Tackling a Taboo

PARADOCS. Olmo and the Seagull delves into the intimacy of pregnancy in a partly dramatised story of Olivia and Serge, both actors at Paris' famous Théâtre du Soleil, as they are expecting their first child.

For the past ten years Olivia Corsini has been an actress with the famous avant-garde stage ensemble Théâtre du Soleil, where she met her boyfriend Serge, who is also her acting partner. Part Italian diva, part punk rocker, Olivia has been used to being the centre of attention her whole life. That abruptly changes when she finds out she is pregnant. Olivia has to give up an important part and a tour with the theatre to stay home and take care of herself and the child growing inside her. 

"Even though pregnancy is such an essential part of human existence, it has seldom been explored in cinema, particularly through the female point of view." – Lea Glob and Petra Costa

"Even though pregnancy is such an essential part of human existence, it has seldom been explored in cinema, particularly through the female point of view." – Lea Glob and Petra Costa

Translating this emotionally charged time in the couple's life into dramatic re-enactments, Olmo and the Seagull is a hybrid film with roots in classical theatre performance. The two actors are themselves, but at the same time dramatising their feelings about life with a child.

"The aim of our film is to use a personal story of pregnancy as a means to explore questions of female identity, the roles we wish to fulfill, as well as the contradictions between internal thoughts and external actions," directors Lea Glob and Petra Costa explain.

"Even though pregnancy is such an essential part of human existence, it has seldom been explored in cinema, particularly through the female point of view. More commonly, pregnancy is surrounded by clichés.

"However, we believe it is a very complex subject matter. Taken by many to be a 'necessary phase' of female identity, pregnancy is usually simply celebrated, and it is very taboo to talk about loneliness or deeper existential feelings. In Olmo and the Seagull, we hope to complicate this simple, commonly-held image."

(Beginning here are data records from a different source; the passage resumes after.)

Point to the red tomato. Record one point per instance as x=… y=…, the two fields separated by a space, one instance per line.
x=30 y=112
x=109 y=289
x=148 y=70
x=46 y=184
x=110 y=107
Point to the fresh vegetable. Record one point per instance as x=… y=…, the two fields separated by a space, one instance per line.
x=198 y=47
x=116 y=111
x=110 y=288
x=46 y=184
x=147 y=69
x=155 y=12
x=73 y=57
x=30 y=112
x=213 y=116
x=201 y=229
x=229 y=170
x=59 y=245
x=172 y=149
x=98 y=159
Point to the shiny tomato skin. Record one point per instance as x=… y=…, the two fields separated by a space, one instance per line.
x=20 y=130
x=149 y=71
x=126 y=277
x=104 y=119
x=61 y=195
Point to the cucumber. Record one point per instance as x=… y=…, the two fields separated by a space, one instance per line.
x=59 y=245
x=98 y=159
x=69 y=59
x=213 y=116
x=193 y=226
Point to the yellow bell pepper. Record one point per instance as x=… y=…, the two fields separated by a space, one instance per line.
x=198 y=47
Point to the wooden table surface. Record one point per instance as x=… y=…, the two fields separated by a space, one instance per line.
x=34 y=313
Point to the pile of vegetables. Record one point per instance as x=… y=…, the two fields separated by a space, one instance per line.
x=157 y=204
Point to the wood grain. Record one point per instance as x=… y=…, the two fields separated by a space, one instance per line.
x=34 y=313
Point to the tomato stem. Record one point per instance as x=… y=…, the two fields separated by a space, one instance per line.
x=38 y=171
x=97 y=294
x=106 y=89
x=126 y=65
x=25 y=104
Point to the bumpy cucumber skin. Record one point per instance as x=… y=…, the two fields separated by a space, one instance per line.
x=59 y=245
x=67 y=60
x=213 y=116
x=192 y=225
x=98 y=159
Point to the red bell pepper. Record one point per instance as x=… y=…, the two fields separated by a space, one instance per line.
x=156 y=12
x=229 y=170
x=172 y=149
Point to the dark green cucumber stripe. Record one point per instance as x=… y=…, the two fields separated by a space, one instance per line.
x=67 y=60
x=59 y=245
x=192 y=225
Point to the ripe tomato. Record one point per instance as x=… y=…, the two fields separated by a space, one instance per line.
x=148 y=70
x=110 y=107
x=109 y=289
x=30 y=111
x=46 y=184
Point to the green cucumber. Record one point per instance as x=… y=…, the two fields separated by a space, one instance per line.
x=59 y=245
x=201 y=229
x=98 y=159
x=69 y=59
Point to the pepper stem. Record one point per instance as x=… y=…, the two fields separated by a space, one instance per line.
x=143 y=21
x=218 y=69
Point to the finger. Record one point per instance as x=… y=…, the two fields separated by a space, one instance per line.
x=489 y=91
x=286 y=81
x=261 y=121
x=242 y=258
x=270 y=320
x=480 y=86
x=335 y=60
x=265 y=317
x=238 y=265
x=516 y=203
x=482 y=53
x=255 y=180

Glob and Costa draw their inspiration from Virginia Woolf's Mrs. Dalloway. In particular, they have been strongly influenced by Woolf's explorations of the fragmentary self through streams of consciousness, whereby interior monologues are used to tell the story through the minds of the principal characters. 

"This is a technique we seek to implement in our own film: creating an intimate look into one woman's everyday life, but weaving in and out of intimate thought processes." 

Olmo and the Seagull is selected for IDFA Paradocs and is produced by Charlotte Pedersen for Zentropa.